Let $B_r$ a ball of radius $r$ in $\mathbb{R}^n$ and $u \in H^{1}(B_r)$ with $\Delta u =0$ in the weak sense. I am reading a paper and the author says that : "since $|\nabla u |^2$ is subharmonic, then
$$ \frac{1}{\alpha_n s^n} \int_{B_s} |\nabla u|^2 dx \leq \frac{1}{\alpha_n r^n} \int_{B_r} |\nabla u|^2 dx \ " \tag{*}$$
I am not seeing how to prove this. Using the proof of Evans's PDE book of the classical mean value formula for harmonic funtions I can get that
$$ \frac{1}{\alpha_n s^{n-1}} \int_{ \partial B_s} |\nabla u|^2 \leq \frac{1}{ \alpha_n r^{n-1}} \int_{ \partial B_r} |\nabla u|^2 $$
Here $\alpha_n$ denotes the measure of the unit ball in $\mathbb{R}^n$. the part of subhamonicity I understood.

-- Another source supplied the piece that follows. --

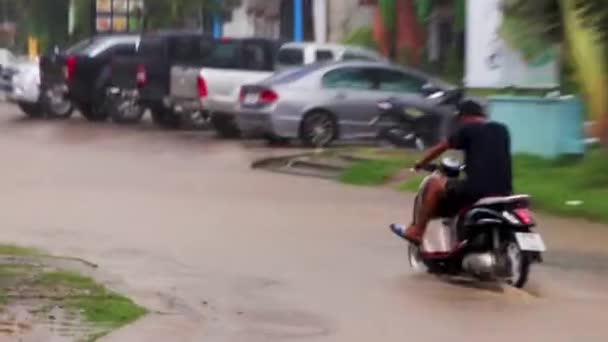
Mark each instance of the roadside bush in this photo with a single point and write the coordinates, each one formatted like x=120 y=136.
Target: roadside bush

Please someone could help me to obtain formula (*)?
If spherical averages go up, so do the "solid" averages.
Let's start with an intuitive fact: if $f:[0,b]\to \mathbb{R}$ is a nondecreasing function, then the running averages $F(x)=\frac{1}{x}\int_0^x f(t)\,dt$ are also nondecreasing. Indeed, a change of variable yields $$F(x)=\int_0^1 f(xt)\,dt$$ where the integrand increases with respect to $x$. (Proof suggested by David C. Ullrich).
More generally, the weighted averages $F_p(x)=\frac{p}{x^p}\int_0^x f(t)t^{p-1}\,dt$ are nondecreasing; this is reduced to the above by substitution $u=t^p$.
As a special case, let $p=n$ and let $f(t)$ be the average of subharmonic function on the sphere of radius $t$. Then $F_n(r)$ is its average on the ball of radius $r$.